Overview

 

INTRODUCTION

Most of the water quality programs in the Northwestern Division are surveillance and monitoring in nature -- to ensure that Corps activities meet all applicable federal, state and local standards to the extent possible. Some of the programs actually lead to changes in project operations and/or design features. The dissolved gas monitoring, for example, allows for adjustments in the spill for-fish-passage on mainstem Columbia and Snake Rivers and for modifications of spillway and stilling basin configurations. In many districts, compliance with the Clean Water Act (e.g. NPDES — National Pollutant Discharge Elimination System, and Section 404(b)(1) evaluations) is also managed under the water quality program.

ASSIGNED RESPONSIBILITIES

The Water Quality Section in the Reservoir Control Center (Water Management Division) is responsible for policy guidance and coordination with Corps districts and other Federal, State and public agencies and organizations. The Section also schedules reservoir operations that impact water quality and recommends other measures to enhance or remediate water quality problems and concerns. The Planning/Engineering Division oversees groundwater contamination studies and, in collaboration with the Operations & Construction Division, coordinates another important field of water quality — dredging.

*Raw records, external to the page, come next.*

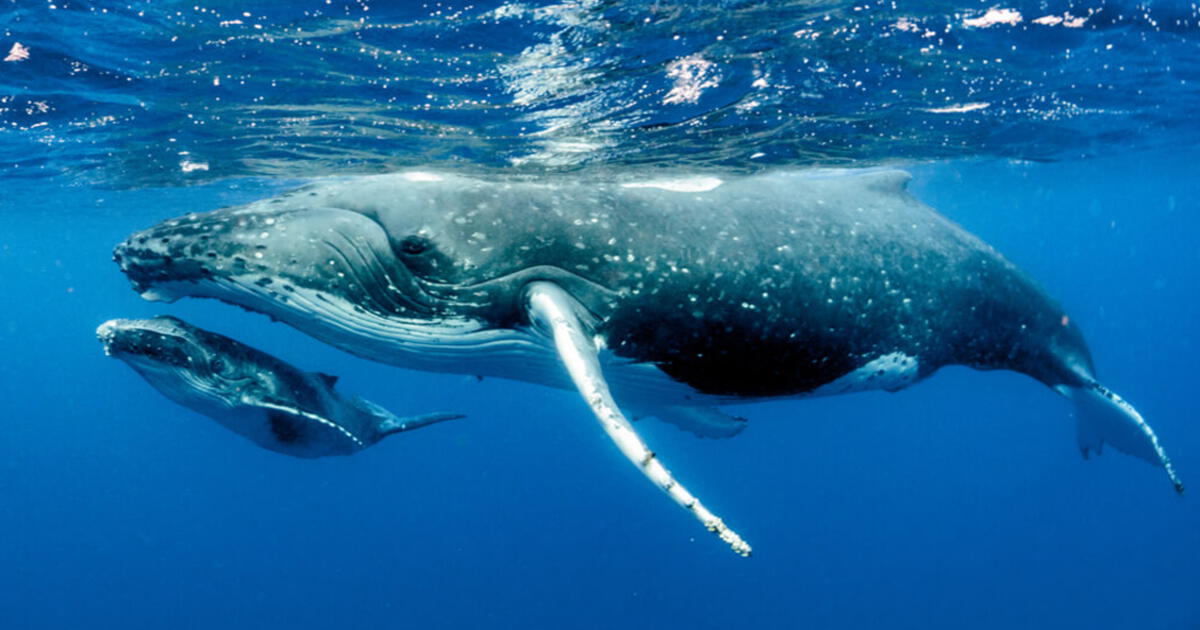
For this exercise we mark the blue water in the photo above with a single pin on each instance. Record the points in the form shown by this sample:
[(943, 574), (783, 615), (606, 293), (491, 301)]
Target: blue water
[(959, 503)]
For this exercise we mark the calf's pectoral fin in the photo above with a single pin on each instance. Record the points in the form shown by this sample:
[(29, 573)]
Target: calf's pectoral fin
[(700, 421), (390, 423), (558, 316), (1104, 418)]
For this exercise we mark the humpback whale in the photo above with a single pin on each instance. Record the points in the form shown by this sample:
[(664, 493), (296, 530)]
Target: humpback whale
[(672, 297), (252, 394)]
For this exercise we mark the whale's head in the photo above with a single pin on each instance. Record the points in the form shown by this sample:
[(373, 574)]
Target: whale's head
[(186, 364), (376, 265)]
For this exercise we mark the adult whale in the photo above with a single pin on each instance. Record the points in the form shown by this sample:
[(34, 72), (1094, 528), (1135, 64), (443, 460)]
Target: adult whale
[(675, 295), (269, 402)]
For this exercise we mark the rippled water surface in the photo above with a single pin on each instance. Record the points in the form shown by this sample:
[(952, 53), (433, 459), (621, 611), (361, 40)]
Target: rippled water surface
[(162, 93)]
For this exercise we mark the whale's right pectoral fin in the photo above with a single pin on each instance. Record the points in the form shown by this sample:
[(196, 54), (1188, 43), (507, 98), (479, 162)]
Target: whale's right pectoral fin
[(558, 316), (1104, 418)]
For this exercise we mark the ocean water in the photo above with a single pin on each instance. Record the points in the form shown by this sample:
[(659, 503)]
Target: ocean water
[(1063, 133)]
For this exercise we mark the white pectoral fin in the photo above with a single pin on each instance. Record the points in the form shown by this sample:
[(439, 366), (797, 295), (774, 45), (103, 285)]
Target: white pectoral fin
[(390, 423), (1104, 418), (559, 316), (700, 421)]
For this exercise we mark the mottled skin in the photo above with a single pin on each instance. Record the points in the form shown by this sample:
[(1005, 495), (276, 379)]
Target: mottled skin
[(766, 286), (664, 298)]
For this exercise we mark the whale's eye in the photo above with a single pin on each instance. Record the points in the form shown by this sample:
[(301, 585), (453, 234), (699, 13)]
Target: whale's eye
[(414, 245)]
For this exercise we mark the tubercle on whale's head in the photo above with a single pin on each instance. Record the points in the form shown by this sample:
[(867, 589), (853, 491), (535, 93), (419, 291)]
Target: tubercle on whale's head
[(270, 250)]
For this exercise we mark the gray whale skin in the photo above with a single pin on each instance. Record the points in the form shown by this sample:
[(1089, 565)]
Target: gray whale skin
[(672, 297)]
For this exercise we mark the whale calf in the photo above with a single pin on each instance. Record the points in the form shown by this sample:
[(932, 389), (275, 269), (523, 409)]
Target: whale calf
[(252, 394), (672, 297)]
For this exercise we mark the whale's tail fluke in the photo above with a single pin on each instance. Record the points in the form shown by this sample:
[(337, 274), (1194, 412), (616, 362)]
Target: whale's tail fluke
[(1104, 418)]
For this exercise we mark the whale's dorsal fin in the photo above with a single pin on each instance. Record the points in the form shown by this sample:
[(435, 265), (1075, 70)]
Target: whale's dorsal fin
[(889, 180), (558, 316), (1104, 418)]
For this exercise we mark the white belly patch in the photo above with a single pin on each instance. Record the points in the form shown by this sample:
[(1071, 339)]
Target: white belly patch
[(891, 372)]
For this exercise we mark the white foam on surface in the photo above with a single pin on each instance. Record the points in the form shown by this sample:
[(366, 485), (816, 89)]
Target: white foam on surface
[(677, 185)]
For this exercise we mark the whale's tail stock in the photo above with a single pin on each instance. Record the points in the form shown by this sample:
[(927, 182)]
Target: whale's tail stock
[(1104, 418)]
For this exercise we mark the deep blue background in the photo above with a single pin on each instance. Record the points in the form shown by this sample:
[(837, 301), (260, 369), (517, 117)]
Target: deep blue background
[(960, 503)]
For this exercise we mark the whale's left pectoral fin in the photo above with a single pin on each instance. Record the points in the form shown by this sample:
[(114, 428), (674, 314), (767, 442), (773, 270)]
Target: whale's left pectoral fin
[(1104, 418), (558, 316)]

All three districts (Portland, Seattle and Walla Walla) are assigned broad responsibilities in developing and implementing water quality management programs. These include identifying and monitoring the sources of water quality problems affecting (or caused by) their projects, and informing State and Federal agencies of water quality changes that could present a public health hazard. They report emergency events to the Division’s Readiness Management (Operations, Construction & Readiness Directorate). Some of their water quality activities overlap with other programs, such as the Defense Environmental Restoration Program and EPA Superfund Program. Water quality problems that can be resolved through reservoir operations are reported to the Reservoir Control Center for appropriate actions.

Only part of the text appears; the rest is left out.